Par exemple, ceux qui râlent le plus à propos des fumeurs invétérés ou des chauffards, ce ne sont pas leurs victimes, non, même si on a le sentiment qu'ils ont la loi derrière eux. Non, ceux qu'on entends à longueur de temps, ce sont les braves défenseurs de la liberté individuelle, ceux que les puissants osent priver de leurs droits. "On n'a plus le droit de rien faire, on peut plus boire, fumer, conduire vite (cf cette pièce)"... et ça passe. Ils polluent, ils tuent, mais comme ils sont du côté de la liberté et de l'anticonformisme - à tort, évidemment -, ils sont populaires. Leur message est plus riant parce qu'il ressemble au notre. On rêve tous d'être libre de faire ce qu'on veut, sans conséquence pour nous ou ceux qui nous entoure. J'attends de voir une pièce de théâtre sur la liberté de respirer autre chose que des reflux de tabac ou de ne pas se faire renverser en voiture par un chauffard qui se croyait jusque là trop bon conducteur pour faire un jour partie des faits divers...

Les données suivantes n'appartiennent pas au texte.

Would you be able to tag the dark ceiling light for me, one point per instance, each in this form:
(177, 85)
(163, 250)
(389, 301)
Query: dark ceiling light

Bref, je n'ai pas parlé de moi. Évidemment, il n'y pas des gens biens et des gens pas biens, on est tous un peu concernés par les deux cas. Quand on fait un truc bien, on le garde pour soi, ou quand on le raconte, c'est le plus modestement possible ; ce n'est pas Ulysse qui a écrit sa propre odyssée. Quand on est moins inspiré, on se déploie en excuses et en justifications, jusqu'à ce que notre conscience ait pu faire passer le camion de la culpabilité dans le garage du déni. Du coup, comme je suis un peu des deux, comme tout le monde, je suis assez ordinaire, malgré des apparences qui laisseraient croire le contraire. On a tous des garages pleins de trucs pas glorieux sur notre chemin, qu'on rouvre rarement pour en admirer le contenu. Finalement, on assume ni nos bons côtés ni nos mauvais... pas simple d'avoir une conscience hein. Regardez votre chien : il aime son maître comme les premiers hommes aimaient le soleil et craignaient la lune ; il mange, il boit, il réagit aux stimuli qui le font se reproduire, chasser... rien n'est réfléchi, tout est instinct. Du coup, aucune culpabilité ; quand il a fait une bêtise et baisse les oreilles, ce n'est pas parce qu'il regrette, c'est parce qu'il sait, par habitude et non par réflexion, qu'il va se faire engueuler. Et une fois le mauvais moment passé, il oublie aussi sec et s'en va renifler les odeurs du jardin. On s'est déniché une conscience et une mémoire, faut faire avec ! L'intelligence, ça a un prix. Ce n'est pas pour rien qu'on a inventé l'expression "imbécile heureux"...

Bravo aux courageux qui sont allés au bout, et à mon prochain moment de désœuvrement !

Je vous laisse.

PS : je viens de me relire. Je m'excuse platement. Mais je vais quand même publier ce post. Je n'en suis pas fier, mais j'assume.